Interest, insurance – not including petrol.
In the past, when people usually paid off a new car in three or four years, the car did indeed lose value too – but not as much, because the car didn’t cost that much in the first place. Yes, inflation. But it is not just inflation. To be precise: it is not just that more dollars are needed today to buy comparable things; it is that most of us have fewer dollars to buy things with today. If wages had kept pace with inflation , then inflation would not matter. With a hundred dollars, you could buy the same thing you used to pay ten dollars for. The problem is that you now need 200 dollars to buy the same thing, and that is why it doesn’t seem like things cost more.
That is indeed the case.
It is also true that, in the old days, a car paid off after three or four years was likely already starting to show signs of wear – because 100,000 miles on the odometer back then was comparable to 250,000 miles on the odometer today. And yet, there was a difference. The car from the old days was likely still repairable, both practically and economically. Even fifteen years ago – a blink of an eye – you could still buy a brand-new GM TH350 automatic transmission (a widely used transmission in millions of GM cars from the past) for about $600. A new/reconditioned engine might have cost $1,500. That same transmission costs nearly $2,000 today, and a modern automatic for a contemporary GM car costs more than three times as much. A new engine costs $10,000.

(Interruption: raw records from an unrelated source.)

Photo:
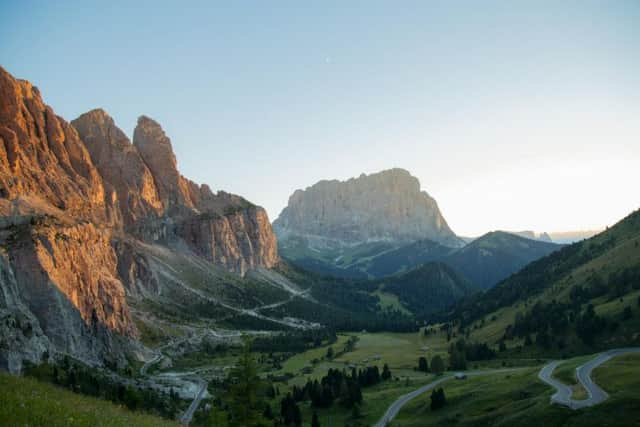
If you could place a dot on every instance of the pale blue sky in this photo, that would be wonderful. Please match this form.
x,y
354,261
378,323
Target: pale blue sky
x,y
513,114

In the ‘old days,’ most people could afford $600 for a new or reconditioned gearbox. Nowadays, very few people can afford that. The difference between then and now was that, generally speaking, you could keep driving that outdated car for many years after it was paid off. That is why almost every teenager had a car before the early 2000s. It might have been an old clunker . But it was a car . Many people who are now well into their twenties do not have a car—because old clunkers fall outside their price range, and if such a clunker breaks down, it is not worth the effort to repair it.
So people enter into a new contract.
And – unlike their colonial ancestors – they may never achieve freedom.